Nalanda

November 25, 2008

A Policy Aware Switching Layer for Data Centers

Filed under: Networks — Tags: , — Ashwin @ 12:36 pm

Joseph, A.J., Tavakoli, A, Stoica, I. 2008. A Policy Aware Switching Layer for Data Centers. UC Berkeley Technical Report No. UCB/EECS-2008-82.

The authors deal with the problem of configuring middleboxes in datacenters. Current architectures call for middleboxes to be placed on the physical network path, which leads to a number of sticky configuration problems. These include removal of physical connectivity paths which do not cross the middlebox, manipulation of link costs and separation into VLANs. All these approaches carry penalties with them: loss of fault tolerance, difficulty of predicting behaviour, fatesharing of flows with middleboxes, and the loss of ability to run clustering and virtual server mechanisms which require layer 2 connectivity.

The authors propose a new approach, PLayer, consisting of policy aware switched, pswitches, which allow middleboxes to be taken off the physical network path, and allows for the explicit specification of middlebox routing policy, rather than the implicit mechanisms currently in use. Though conceptually simple, this is a difficult problem in practice, since a principal, though unstated, design goal is to not require any changes of the middleboxes themselves. Even for simple middleboxes, Ethernet frames have to be encapsulated for delivery. More complex middleboxes that require layer 3 and layer 4 data need assurance that streams are always directed to the same middlebox instance; this is achieved using consistent hashing to choose instances.

An interesting problem that the authors deal with is the dissemination of policy updates. Each pswitch maintains a copy of all policy rules for the datacenter, to allow for continued correct function in the event of any failures elsewhere on the network. When policies are updated, these must be adopted concurrently by all pswitches. The authors propose a mechanism where policies are pushed out pswitches, but not immediately adopted; a separate small control packet is dispatched to signal the switch to a new policy. As the packet is small, there is a greater likelihood that it will reach all switches synchronously.

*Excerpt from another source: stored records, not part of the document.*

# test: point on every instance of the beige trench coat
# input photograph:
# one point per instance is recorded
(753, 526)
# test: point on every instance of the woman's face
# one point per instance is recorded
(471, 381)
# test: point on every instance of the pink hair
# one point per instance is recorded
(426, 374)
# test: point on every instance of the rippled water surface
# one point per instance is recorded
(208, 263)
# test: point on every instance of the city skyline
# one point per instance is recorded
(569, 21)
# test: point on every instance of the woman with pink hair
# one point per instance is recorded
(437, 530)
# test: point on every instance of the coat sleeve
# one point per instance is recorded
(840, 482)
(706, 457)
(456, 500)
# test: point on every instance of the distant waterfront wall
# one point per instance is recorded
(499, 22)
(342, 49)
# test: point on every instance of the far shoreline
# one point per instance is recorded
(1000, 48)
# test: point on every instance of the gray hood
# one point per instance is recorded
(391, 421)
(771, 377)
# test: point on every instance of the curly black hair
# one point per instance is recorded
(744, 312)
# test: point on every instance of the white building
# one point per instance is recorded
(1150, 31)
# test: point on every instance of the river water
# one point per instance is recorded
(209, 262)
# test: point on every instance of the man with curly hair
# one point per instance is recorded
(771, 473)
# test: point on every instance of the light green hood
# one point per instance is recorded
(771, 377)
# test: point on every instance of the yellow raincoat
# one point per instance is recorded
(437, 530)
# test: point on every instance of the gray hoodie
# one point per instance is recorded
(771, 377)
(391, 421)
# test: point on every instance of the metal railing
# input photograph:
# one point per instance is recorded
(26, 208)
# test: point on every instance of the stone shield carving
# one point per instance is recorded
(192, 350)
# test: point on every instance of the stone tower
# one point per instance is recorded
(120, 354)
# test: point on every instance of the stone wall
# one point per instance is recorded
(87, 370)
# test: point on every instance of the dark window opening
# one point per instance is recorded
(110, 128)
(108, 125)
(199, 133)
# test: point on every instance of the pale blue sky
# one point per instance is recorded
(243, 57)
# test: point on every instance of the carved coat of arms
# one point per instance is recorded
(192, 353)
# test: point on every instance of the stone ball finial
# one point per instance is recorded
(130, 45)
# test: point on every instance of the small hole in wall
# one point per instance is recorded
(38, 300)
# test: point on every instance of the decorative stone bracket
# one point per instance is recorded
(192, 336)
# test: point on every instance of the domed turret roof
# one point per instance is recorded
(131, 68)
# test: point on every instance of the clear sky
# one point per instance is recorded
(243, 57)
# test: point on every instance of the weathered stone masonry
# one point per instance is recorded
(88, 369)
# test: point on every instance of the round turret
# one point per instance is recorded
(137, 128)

Even with this mechanism in place, there are several scenarios under which flows will be processed by different policies, which call for very specific approaches to policy configuration in order to enable reliable and consistent dissemination. This did make me wonder about how such a mechanism might be deployed to a real datacenter. Could it be that, depending on topology, different portions of a network could be taken offline and updated independent of one another? For smaller, controlled functionality (e.g., load balancers and firewalls dedicated to a web server farm), it may be that this could provide a more reliable, albeit also more manual, update mechanism.

Improving MapReduce Performance in Heterogeneous Environments

Filed under: Networks — Tags: , , — Ashwin @ 12:11 pm

Zaharia, M., Konwinski, A., Joseph, A. D., Katz, R. and Stoica, I. 2008. Improving MapReduce Performance in Heterogeneous Environments.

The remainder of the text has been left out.